Stop being told
what to think.
Start knowing for yourself.

BallotLens uses AI to aggregate public candidate data and maps it against your values. You control the criteria. Every score is transparent. Every source is auditable. No recommendations. Just clarity.


The Problem

160 million voters. Zero tools built for how they actually think.

Voter guides tell you who to support. News algorithms show you who's most controversial, not most qualified. Registration tools get you to the polls but leave you alone in the booth.

The space between registering to vote and casting an informed ballot is vast, underserved, and increasingly dangerous. BallotLens fills it.

How It Works
01

Define Your Values

Select and weight the issues that matter to you. Climate, education, criminal justice, fiscal policy, healthcare, housing. Your framework. Your priorities. Your weights.

02

AI Aggregates the Data

Voting records. Campaign finance. Public statements. Professional history. Media coverage. Continuously updated from public sources, verified and normalized.

03

See the Alignment

Transparent scores showing exactly how each candidate maps to your values. Click through to raw data. Challenge any data point. Nothing hidden. Nothing weighted without your knowing.

What We Believe

You control the criteria

No editorial board decides what matters. You define your values, weight your priorities, and build your own evaluation framework. Presets exist as starting points, never as defaults.

Every score is auditable

Click any number and see exactly how it was calculated. Every claim links to a source.

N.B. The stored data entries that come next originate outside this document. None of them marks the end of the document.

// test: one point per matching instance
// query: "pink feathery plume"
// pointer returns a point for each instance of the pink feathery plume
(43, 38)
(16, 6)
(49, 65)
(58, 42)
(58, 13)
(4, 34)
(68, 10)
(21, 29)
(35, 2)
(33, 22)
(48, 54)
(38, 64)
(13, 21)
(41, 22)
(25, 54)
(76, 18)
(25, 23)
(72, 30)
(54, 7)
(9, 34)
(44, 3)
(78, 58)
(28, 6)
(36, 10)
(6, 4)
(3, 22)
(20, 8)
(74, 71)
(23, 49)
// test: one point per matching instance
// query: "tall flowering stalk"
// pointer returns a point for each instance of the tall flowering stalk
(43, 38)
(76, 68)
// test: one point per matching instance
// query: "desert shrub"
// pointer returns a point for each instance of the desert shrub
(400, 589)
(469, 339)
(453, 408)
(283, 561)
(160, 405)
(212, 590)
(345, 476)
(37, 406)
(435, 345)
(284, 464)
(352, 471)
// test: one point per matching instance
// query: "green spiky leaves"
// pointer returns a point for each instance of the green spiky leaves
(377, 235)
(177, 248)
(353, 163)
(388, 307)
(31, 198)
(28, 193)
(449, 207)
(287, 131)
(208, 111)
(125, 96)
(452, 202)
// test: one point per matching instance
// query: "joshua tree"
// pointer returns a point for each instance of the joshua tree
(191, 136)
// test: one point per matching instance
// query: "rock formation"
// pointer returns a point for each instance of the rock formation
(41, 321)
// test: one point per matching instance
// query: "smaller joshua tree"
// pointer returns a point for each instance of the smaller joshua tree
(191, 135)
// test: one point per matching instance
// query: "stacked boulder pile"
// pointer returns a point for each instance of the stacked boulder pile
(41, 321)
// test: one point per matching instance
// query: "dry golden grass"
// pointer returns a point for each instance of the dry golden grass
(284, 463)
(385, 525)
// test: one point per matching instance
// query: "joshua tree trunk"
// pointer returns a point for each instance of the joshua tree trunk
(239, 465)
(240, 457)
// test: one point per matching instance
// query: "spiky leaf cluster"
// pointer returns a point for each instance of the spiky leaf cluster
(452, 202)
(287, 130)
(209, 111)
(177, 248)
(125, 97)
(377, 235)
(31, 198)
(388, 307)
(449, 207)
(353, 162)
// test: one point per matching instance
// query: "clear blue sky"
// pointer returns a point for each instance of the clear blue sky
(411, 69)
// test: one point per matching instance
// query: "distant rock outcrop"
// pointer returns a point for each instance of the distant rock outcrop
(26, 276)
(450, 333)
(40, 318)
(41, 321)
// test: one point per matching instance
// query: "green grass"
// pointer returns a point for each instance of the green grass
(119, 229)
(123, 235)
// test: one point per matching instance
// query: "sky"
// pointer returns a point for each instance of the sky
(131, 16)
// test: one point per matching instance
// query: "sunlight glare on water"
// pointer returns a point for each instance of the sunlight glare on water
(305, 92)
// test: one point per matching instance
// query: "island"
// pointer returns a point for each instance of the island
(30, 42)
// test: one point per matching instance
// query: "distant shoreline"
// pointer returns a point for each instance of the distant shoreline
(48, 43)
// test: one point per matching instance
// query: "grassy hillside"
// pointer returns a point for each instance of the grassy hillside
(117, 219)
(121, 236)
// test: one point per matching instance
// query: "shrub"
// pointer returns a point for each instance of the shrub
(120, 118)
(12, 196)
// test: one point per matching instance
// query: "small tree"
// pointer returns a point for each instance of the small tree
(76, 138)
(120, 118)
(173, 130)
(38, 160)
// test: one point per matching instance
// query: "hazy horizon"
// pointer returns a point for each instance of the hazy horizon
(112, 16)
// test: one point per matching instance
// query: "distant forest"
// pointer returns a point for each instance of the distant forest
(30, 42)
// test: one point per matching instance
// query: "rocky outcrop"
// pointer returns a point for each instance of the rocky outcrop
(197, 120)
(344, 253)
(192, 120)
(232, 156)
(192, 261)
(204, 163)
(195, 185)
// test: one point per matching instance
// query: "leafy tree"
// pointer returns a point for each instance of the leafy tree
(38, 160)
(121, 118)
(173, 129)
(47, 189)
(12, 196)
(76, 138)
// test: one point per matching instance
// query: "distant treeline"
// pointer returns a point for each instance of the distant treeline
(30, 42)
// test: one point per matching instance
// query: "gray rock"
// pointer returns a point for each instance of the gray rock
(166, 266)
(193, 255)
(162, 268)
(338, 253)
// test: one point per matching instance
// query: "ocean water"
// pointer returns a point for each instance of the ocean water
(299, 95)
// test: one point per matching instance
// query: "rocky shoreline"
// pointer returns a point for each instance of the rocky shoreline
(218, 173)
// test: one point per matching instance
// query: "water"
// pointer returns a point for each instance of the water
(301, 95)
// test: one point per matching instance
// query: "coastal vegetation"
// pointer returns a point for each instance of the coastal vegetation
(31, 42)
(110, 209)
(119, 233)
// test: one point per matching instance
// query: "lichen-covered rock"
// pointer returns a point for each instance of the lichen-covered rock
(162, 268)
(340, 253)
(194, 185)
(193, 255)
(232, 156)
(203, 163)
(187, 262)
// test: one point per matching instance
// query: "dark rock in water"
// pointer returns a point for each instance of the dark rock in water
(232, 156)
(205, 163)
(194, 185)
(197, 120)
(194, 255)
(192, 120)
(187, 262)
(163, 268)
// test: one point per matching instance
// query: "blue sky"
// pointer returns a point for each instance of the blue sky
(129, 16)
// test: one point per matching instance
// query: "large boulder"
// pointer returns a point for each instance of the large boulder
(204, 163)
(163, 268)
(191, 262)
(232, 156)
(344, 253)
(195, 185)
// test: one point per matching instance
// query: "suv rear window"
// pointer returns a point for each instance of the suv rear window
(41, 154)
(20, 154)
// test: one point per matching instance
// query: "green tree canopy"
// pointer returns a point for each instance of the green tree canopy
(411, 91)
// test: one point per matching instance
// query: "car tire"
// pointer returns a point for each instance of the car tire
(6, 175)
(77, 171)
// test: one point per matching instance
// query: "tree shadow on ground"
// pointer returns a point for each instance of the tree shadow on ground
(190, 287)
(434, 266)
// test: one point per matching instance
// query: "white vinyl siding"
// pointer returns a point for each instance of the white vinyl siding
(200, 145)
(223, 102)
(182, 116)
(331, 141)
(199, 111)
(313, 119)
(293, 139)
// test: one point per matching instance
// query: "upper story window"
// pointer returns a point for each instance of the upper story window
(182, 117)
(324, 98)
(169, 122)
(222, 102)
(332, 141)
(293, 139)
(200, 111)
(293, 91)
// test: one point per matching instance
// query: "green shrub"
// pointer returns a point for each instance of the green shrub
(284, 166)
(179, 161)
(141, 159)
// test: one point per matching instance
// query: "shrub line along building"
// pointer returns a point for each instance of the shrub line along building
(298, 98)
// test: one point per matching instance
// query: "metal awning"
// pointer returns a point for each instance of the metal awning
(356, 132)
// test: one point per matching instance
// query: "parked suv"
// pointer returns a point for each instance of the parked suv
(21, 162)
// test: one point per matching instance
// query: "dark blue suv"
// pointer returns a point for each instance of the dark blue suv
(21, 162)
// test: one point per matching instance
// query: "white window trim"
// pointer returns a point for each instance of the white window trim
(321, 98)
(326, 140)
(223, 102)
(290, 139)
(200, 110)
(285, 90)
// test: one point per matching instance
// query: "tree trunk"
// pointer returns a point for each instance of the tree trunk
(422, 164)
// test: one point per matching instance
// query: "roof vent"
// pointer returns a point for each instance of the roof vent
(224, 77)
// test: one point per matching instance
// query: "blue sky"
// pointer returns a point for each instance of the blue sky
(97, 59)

Every weight is visible. If the data is thin, we tell you. If your criteria create an echo chamber, we flag it.

Free for every voter. Always.

Individual voters never pay. BallotLens is civic infrastructure, not a subscription product. Revenue comes from organizations and researchers who need structured civic data.

Pre-voters matter

15 million Americans between 16 and 17 will soon vote. They deserve to understand how candidates and policies already affect their schools, neighborhoods, and futures before they reach the ballot.


Democracy doesn't need another opinion. It needs infrastructure for thinking.